Local Structure Indicators (LSI)

The 4-hop subgraph algorithm captures network topology by:

  1. Converting transaction graphs to undirected networks
  2. Extracting structural features:

    • Degree correlation
    • Betweenness centrality
    • PageRank values
    • Network density

👉 Learn how subgraph analysis improves Bitcoin tracking

Experimental Results

Performance Metrics

ModelAccuracyPrecisionRecallF1-Score
XGBoost96.71%96.46%96.71%96.57%
Random Forest95.62%95.21%95.62%95.38%
SVM93.24%92.80%93.24%92.97%

The SI+LSI combined features achieved consistent performance across all 13 classification tasks, demonstrating the framework's robustness.

Key Takeaways

  1. Heterogeneous Graphs provide richer analytical context than simplified structures
  2. Subgraph Sampling enables scalable analysis of massive transaction networks
  3. Composite Features (SI+LSI) outperform single-indicator approaches

FAQ Section

Q1: How does BABD improve upon existing Bitcoin datasets?
A: BABD offers more complete address typing (13 vs. ≤7 types), systematic feature categorization, and reproducible graph construction methods.

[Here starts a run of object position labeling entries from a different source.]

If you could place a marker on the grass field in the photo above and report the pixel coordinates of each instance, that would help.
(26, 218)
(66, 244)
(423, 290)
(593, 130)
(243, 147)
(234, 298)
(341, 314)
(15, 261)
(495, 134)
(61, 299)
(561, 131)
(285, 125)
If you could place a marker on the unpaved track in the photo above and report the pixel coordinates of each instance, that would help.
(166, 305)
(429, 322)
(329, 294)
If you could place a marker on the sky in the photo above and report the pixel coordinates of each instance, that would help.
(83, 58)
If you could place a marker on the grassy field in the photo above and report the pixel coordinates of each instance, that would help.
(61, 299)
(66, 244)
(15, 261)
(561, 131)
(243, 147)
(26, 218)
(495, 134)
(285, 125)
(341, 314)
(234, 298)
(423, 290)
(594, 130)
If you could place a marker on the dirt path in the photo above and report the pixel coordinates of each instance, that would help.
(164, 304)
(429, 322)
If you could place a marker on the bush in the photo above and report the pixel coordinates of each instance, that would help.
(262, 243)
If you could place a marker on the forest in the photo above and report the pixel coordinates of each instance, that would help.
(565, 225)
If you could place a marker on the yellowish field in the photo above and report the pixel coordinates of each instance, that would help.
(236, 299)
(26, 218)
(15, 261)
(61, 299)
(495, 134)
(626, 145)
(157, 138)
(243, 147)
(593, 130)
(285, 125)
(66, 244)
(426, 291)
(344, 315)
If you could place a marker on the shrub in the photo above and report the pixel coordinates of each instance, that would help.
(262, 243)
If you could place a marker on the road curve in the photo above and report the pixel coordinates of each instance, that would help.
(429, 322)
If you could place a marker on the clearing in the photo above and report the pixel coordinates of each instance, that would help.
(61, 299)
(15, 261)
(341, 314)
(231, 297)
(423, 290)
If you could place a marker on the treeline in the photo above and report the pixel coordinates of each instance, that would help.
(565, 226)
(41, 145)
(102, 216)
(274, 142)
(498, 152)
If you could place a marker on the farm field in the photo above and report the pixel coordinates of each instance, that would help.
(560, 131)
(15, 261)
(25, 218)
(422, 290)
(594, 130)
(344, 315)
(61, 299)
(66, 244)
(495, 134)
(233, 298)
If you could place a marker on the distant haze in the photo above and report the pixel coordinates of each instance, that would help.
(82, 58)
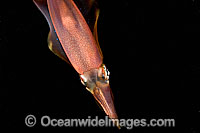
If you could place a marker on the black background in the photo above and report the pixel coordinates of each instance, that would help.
(151, 49)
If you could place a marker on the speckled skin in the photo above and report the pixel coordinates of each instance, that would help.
(74, 35)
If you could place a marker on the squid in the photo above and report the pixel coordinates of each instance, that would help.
(71, 39)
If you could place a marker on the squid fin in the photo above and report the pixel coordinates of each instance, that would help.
(53, 41)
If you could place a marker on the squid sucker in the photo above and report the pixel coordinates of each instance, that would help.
(72, 40)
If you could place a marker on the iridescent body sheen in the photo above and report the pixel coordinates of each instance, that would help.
(71, 39)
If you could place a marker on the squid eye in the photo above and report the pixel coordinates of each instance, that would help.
(103, 73)
(83, 80)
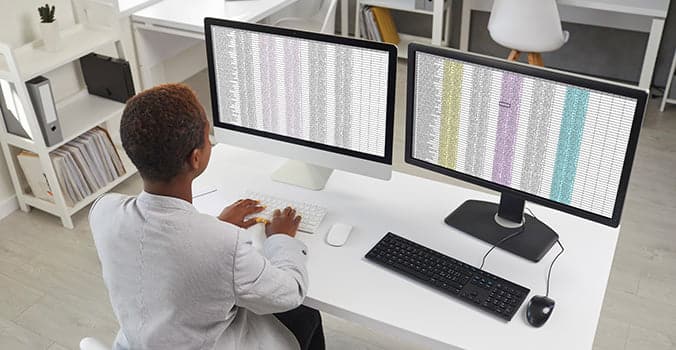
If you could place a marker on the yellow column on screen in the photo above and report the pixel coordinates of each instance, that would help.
(450, 114)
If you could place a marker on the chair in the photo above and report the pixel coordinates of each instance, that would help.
(323, 21)
(92, 344)
(531, 26)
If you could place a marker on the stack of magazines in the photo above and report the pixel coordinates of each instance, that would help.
(378, 24)
(83, 166)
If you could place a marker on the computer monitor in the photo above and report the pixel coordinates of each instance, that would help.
(324, 101)
(557, 139)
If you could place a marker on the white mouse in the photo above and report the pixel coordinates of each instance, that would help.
(338, 234)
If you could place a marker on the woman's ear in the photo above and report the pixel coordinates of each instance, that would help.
(194, 160)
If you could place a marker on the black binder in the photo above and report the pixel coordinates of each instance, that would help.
(107, 77)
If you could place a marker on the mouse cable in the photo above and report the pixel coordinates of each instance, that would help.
(514, 234)
(558, 241)
(510, 236)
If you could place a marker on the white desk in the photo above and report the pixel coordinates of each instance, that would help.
(126, 7)
(169, 27)
(344, 284)
(638, 15)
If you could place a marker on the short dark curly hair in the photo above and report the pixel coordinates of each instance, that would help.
(160, 127)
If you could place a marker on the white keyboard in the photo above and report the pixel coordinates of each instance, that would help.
(311, 214)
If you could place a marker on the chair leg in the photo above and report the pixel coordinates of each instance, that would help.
(514, 55)
(535, 58)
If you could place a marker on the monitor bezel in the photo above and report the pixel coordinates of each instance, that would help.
(567, 78)
(261, 28)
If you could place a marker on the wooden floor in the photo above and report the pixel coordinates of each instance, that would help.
(52, 295)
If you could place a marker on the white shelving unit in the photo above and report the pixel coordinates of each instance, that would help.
(76, 114)
(666, 99)
(441, 16)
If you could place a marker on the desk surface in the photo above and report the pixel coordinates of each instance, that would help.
(343, 283)
(651, 8)
(127, 7)
(189, 15)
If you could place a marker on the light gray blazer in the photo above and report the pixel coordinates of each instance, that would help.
(179, 279)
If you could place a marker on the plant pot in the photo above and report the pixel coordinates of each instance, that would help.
(51, 37)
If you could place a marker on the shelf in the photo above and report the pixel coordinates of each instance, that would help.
(76, 42)
(52, 208)
(400, 5)
(406, 39)
(128, 166)
(77, 114)
(82, 113)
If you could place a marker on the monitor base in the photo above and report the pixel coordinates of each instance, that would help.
(297, 173)
(478, 219)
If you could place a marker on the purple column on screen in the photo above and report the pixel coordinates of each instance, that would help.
(268, 83)
(292, 87)
(508, 120)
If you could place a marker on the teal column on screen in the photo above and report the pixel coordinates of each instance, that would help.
(568, 149)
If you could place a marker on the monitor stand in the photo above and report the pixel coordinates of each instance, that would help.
(491, 223)
(310, 176)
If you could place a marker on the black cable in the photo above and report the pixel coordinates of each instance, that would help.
(549, 274)
(514, 234)
(558, 241)
(510, 236)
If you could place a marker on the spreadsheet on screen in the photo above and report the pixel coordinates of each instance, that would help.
(315, 91)
(553, 140)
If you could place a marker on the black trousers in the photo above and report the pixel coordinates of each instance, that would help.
(306, 325)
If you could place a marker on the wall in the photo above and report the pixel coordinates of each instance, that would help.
(594, 50)
(19, 25)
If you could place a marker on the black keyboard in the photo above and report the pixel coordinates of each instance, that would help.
(467, 283)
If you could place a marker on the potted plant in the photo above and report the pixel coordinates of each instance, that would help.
(51, 37)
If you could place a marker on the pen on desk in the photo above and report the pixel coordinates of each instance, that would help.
(262, 221)
(204, 194)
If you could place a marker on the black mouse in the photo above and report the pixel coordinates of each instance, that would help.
(539, 309)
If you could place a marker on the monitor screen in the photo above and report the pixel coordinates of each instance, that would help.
(541, 136)
(296, 89)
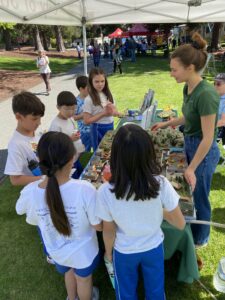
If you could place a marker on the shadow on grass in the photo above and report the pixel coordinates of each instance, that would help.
(218, 214)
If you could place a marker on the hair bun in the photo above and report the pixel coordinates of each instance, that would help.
(198, 42)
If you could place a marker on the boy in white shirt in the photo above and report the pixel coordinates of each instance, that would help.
(28, 110)
(64, 122)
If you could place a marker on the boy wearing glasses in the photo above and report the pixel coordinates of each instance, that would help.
(219, 84)
(64, 122)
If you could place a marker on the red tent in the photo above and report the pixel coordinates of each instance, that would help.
(116, 34)
(138, 29)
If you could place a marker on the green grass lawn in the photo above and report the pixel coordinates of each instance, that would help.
(24, 272)
(57, 65)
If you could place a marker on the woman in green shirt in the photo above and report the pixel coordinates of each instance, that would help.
(200, 107)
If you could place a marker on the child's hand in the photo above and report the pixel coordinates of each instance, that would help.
(75, 136)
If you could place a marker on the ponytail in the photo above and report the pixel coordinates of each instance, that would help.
(55, 150)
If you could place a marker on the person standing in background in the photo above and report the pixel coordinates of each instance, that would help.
(43, 65)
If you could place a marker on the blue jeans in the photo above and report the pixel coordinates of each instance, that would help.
(126, 268)
(204, 174)
(98, 131)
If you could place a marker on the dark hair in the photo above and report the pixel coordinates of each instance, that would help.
(92, 91)
(194, 53)
(55, 150)
(81, 82)
(133, 164)
(27, 103)
(66, 98)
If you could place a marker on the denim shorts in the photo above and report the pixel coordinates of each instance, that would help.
(80, 272)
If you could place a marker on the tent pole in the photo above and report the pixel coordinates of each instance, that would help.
(84, 45)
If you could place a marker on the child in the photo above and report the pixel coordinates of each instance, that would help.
(43, 65)
(63, 209)
(85, 131)
(64, 122)
(98, 106)
(131, 207)
(28, 110)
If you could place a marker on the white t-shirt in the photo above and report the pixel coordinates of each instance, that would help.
(21, 149)
(43, 65)
(92, 109)
(79, 200)
(68, 127)
(138, 222)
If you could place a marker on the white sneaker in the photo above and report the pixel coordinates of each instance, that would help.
(95, 293)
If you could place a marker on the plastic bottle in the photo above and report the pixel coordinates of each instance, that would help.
(34, 167)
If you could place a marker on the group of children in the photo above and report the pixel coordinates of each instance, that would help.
(129, 209)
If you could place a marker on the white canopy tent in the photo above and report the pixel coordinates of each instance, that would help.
(82, 12)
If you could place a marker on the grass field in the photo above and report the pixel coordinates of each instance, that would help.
(24, 272)
(58, 65)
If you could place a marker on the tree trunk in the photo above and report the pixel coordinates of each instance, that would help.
(215, 36)
(37, 39)
(59, 40)
(45, 41)
(7, 39)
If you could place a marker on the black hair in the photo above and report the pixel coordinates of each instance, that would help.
(66, 98)
(27, 103)
(55, 150)
(133, 164)
(194, 53)
(81, 82)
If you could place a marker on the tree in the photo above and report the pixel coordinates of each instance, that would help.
(59, 39)
(37, 40)
(6, 29)
(215, 36)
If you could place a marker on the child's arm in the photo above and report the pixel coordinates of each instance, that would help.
(175, 218)
(23, 179)
(109, 234)
(98, 227)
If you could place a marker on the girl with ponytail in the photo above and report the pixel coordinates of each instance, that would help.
(199, 117)
(63, 209)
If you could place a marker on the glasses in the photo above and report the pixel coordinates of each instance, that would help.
(218, 83)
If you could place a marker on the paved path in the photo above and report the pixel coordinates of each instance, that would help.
(59, 83)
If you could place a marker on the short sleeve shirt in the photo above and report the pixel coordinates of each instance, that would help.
(21, 149)
(92, 109)
(79, 198)
(221, 107)
(203, 101)
(138, 222)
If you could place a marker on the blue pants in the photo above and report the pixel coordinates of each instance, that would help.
(126, 267)
(86, 140)
(98, 131)
(204, 174)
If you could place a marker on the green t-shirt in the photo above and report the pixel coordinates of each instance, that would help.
(203, 101)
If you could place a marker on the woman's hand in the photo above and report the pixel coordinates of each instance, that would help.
(159, 125)
(190, 177)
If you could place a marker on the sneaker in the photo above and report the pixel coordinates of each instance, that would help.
(95, 293)
(50, 260)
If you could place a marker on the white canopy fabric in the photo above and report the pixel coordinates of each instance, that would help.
(75, 12)
(82, 12)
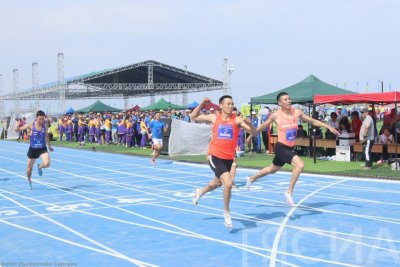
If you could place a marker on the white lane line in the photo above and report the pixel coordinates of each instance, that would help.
(120, 255)
(155, 220)
(65, 240)
(286, 219)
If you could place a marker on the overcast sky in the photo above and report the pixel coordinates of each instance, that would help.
(272, 44)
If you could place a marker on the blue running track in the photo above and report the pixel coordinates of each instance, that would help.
(97, 209)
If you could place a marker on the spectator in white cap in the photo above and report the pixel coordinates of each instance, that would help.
(186, 116)
(255, 139)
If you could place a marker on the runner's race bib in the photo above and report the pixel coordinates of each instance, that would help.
(225, 132)
(291, 135)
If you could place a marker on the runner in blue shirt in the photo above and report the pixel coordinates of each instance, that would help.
(157, 128)
(38, 140)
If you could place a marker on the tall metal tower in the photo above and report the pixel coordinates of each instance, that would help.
(228, 70)
(185, 95)
(61, 79)
(151, 84)
(1, 97)
(35, 84)
(16, 89)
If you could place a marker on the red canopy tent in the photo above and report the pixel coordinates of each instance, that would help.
(211, 105)
(135, 108)
(371, 98)
(348, 99)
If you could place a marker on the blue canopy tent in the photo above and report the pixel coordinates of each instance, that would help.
(192, 105)
(69, 111)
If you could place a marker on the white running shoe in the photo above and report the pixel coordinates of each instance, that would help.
(248, 182)
(227, 219)
(235, 188)
(289, 199)
(197, 196)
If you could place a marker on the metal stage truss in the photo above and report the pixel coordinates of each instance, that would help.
(146, 78)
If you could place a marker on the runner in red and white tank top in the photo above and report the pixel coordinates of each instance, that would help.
(287, 127)
(222, 148)
(224, 138)
(286, 118)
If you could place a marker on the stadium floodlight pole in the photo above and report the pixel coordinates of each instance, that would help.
(185, 94)
(228, 70)
(15, 89)
(35, 85)
(61, 80)
(150, 83)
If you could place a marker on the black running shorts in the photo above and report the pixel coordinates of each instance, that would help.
(219, 166)
(283, 154)
(34, 153)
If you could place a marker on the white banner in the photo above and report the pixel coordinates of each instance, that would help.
(188, 138)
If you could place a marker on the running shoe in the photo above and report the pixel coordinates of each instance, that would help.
(197, 196)
(227, 219)
(248, 182)
(234, 187)
(289, 199)
(40, 171)
(30, 183)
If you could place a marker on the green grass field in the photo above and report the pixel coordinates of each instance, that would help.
(254, 160)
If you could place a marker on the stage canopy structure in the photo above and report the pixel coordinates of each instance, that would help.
(302, 92)
(135, 108)
(69, 111)
(98, 106)
(137, 80)
(193, 105)
(162, 104)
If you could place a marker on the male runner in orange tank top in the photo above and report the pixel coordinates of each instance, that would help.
(286, 119)
(222, 148)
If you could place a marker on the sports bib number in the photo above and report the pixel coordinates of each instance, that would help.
(225, 132)
(291, 135)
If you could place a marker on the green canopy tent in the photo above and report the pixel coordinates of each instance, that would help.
(302, 92)
(98, 106)
(164, 105)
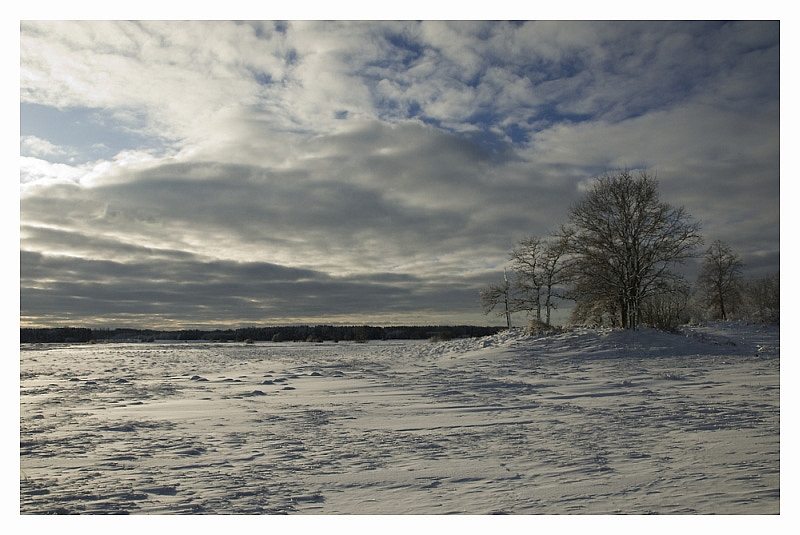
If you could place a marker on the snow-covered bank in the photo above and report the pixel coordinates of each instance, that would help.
(577, 422)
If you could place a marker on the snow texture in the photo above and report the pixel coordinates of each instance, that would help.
(584, 421)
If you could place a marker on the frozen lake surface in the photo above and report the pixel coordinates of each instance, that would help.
(581, 422)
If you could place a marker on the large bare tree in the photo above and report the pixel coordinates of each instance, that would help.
(720, 277)
(625, 242)
(527, 259)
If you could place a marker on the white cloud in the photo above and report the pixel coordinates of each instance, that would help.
(41, 148)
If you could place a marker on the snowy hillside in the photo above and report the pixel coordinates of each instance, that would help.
(579, 422)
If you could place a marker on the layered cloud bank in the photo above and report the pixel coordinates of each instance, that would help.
(226, 173)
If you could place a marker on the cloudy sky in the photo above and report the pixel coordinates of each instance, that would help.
(181, 174)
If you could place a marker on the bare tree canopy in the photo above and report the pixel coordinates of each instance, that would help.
(720, 277)
(625, 241)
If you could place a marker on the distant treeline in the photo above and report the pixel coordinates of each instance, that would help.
(299, 333)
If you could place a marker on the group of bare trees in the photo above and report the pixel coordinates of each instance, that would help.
(616, 260)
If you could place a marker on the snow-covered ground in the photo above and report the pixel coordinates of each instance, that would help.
(579, 422)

Q2: Why use 4-hop subgraphs?
A: Testing showed this optimally balances feature richness with computational limits—smaller hops lose context, larger hops become intractable.

Q3: What practical applications does this research enable?
A: The framework aids in detecting illicit activities (ransomware, mixing services), analyzing exchange behaviors, and improving wallet security analytics.

Q4: How were the 148 features selected?
A: Through iterative testing—starting with basic transaction metrics, then adding combined and graph-derived features that improved model performance.

Q5: Can this methodology apply to other cryptocurrencies?
A: Yes, with adjustments for chain-specific characteristics (e.g., Ethereum's smart contracts would require additional feature types).